Epargne à sa pudeur trop de reconnaissance,
Et gardons le secret de notre bienfaisance.
Le zélé serviteur se presse d'obéir;
Partout aux yeux de Ruth un épi vient s'offrir.
Elle porte ces biens vers la toit solitaire
Où Noémi cachait ses pleurs et sa misère.
Elle arrive en chantant. Bénissons le Seigneur,
Dit-elle; de Booz il a touché le cour.
A glaner dans son champ ce vieillard m'encourage,
Il dit que sa moisson du pauvre est l'héritage.
De son travail alors elle montre le fruit.
Oui, lui dit Noémi, l'Eternel vous conduit;
Il veut votre bonheur, n'en doutez point, ma fille :
Le vertueux Booz est de notre famille,
Et nos lois . . . Je ne puis vous expliquer ces mots ;
Mais retournez demain dans le champ de Booz.
Il vous demandera quel sang vous a fait naître.
Répondez: Noémi vous le fera connaître;
La veuve de son fils embrasse vos genoux.
Tous mes desseins alors seront connus de vous.
Je n'en puis dire plus.

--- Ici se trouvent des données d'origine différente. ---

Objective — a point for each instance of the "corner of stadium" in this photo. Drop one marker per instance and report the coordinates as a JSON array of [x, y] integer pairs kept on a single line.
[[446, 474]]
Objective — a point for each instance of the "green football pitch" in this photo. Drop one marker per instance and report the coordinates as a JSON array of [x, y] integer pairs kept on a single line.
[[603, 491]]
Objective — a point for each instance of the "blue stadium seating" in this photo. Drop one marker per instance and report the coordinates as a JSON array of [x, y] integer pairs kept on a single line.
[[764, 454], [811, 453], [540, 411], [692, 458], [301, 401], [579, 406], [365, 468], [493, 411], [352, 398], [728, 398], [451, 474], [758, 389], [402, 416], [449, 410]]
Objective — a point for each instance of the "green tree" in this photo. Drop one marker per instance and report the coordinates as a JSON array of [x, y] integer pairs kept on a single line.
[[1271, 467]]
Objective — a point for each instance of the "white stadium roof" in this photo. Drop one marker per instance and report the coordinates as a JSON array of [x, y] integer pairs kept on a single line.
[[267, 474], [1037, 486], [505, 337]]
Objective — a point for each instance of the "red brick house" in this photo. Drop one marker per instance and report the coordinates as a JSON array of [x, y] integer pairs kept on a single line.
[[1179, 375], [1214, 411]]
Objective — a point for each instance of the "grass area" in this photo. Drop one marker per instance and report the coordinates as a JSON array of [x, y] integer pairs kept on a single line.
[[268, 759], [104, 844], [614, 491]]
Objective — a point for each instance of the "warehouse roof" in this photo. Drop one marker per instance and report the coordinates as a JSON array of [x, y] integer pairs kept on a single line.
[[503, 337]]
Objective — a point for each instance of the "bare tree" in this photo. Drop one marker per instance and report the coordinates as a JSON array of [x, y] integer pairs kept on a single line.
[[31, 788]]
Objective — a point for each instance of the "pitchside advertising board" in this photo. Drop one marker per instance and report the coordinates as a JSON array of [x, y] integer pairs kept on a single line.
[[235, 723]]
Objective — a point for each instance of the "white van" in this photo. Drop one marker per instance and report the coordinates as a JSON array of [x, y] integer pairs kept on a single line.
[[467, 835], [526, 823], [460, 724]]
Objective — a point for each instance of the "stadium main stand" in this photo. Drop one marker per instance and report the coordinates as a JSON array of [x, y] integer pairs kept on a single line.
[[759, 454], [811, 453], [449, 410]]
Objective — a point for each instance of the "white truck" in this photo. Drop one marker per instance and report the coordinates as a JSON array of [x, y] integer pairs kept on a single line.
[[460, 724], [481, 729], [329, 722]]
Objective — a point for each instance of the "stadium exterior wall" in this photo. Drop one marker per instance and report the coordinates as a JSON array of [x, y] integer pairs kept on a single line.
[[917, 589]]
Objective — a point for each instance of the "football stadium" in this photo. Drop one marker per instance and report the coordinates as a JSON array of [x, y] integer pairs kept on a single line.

Soyez sûre d'avance
Que le sage Booz respecte l'innocence,
Et que vous voir heureuse est mon plus cher désir,
Ruth embrasse sa mère, et promet d'obéir.
Bientôt un doux sommeil vient fermer sa paupière.
Le soleil n'avait pas commencé sa carrière
Que Ruth est dans le champ. Les moissonneurs lassés
Dormaient près des épis autour d'eux dispersés.